‘Dewhurst’ becomes a verb

I learned the new use of a word while perusing my copy of the Sunday New York Times this morning.

The word is “Dewhursted,” referring to what happened to the Texas lieutenant governor in his losing effort in 2012 to be elected to the U.S. Senate. David Dewhurst – who was thought to be a shoo-in for the seat that Kay Bailey Hutchison vacated this past year – got outflanked on his right by tea party golden boy Ted Cruz in the state Republican primary.

Cruz then, um, cruised to a general election victory over former Democratic state Rep. Paul Sadler.

Thus, “Dewhurst” has become a verb, which is a form of praise in some circles. Those circles include those on the far right of the Republican Party, who now apparently are drawing a bead on the state’s other GOP senator, John Cornyn of San Antonio.
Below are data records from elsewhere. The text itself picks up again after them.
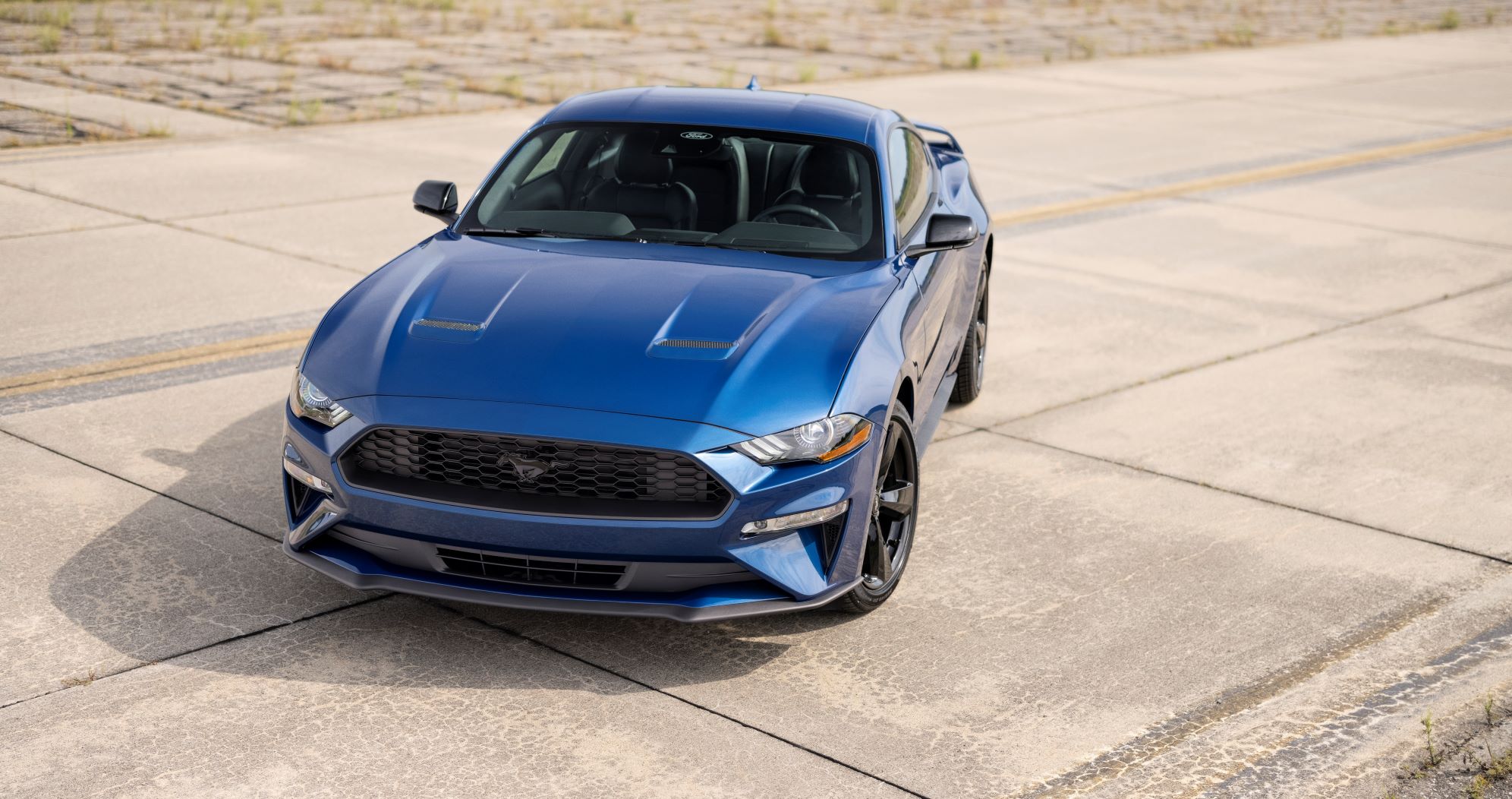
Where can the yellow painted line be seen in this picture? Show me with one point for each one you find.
(152, 362)
(251, 346)
(1054, 210)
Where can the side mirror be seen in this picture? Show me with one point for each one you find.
(437, 199)
(945, 232)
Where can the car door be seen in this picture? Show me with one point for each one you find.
(914, 184)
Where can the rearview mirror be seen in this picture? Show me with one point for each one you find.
(437, 199)
(945, 232)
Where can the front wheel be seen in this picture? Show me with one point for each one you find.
(890, 530)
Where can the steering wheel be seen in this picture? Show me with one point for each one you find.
(802, 210)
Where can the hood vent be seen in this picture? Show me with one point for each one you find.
(443, 324)
(696, 344)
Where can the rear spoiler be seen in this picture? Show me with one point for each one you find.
(950, 140)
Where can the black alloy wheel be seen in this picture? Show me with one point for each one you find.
(893, 513)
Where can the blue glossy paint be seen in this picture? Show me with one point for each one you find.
(565, 350)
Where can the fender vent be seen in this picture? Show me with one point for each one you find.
(443, 324)
(696, 344)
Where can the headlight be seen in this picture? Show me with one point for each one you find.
(821, 441)
(310, 403)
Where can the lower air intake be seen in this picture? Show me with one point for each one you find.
(531, 570)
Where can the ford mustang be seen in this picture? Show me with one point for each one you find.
(678, 356)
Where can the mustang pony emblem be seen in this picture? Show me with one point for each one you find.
(530, 471)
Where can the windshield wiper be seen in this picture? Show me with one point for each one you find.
(543, 233)
(521, 232)
(722, 245)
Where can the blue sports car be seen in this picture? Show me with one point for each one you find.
(678, 356)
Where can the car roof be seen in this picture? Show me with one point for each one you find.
(814, 114)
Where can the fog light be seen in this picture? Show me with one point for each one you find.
(792, 520)
(295, 471)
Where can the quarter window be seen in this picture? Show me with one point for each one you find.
(911, 178)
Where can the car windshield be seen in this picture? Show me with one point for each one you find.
(693, 185)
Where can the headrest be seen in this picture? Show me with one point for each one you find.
(638, 163)
(829, 172)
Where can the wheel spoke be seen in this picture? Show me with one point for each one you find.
(879, 562)
(897, 501)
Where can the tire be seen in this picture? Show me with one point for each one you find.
(974, 350)
(894, 515)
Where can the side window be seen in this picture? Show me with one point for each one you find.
(909, 167)
(553, 156)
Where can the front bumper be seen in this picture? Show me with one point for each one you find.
(682, 570)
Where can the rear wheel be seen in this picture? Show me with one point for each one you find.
(890, 529)
(974, 350)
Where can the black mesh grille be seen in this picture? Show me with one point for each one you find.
(531, 570)
(534, 475)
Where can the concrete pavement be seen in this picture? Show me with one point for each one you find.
(1231, 515)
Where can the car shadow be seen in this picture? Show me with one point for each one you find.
(169, 580)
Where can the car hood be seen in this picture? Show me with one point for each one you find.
(755, 347)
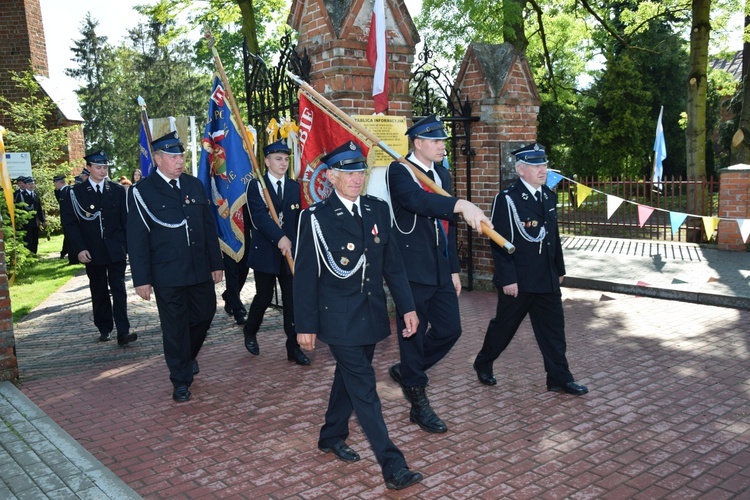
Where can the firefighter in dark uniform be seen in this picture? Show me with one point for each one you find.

Emily Ramshaw of the Texas Tribune used the term “Dewhursted” today in an article published in the “Texas” section of the Times to describe what could happen to Cornyn if the tea party challenge to his candidacy next year succeeds. Ramshaw actually credits the term to some Republican observers, but I read it first in her story.

To avoid being Dewhursted, Cornyn is tacking to the right – or the far right – according to Ramshaw. Cornyn is trying to protect himself against what happened to Dewhurst, along with GOP Senate statesman Richard Lugar of Indiana in 2012. Dewhurst’s loss ended up with Texas electing a tea party flamethrower, while Lugar’s loss in Indiana produced a Democratic victory against the guy who beat Lugar in that state’s GOP primary.

What does this mean for Texas? It means Sen. Cornyn is going to take the bait that has lured other Republicans to the extreme right wing of their party. He’ll campaign for re-election by standing firm against virtually any idea that comes from the Democratic side of the aisle. Cornyn will promise he won’t compromise or negotiate if it means sacrificing his “conservative principles.”

The party’s harsh wing likely has gained another member who’s been spooked by the fear of being “Dewhursted.”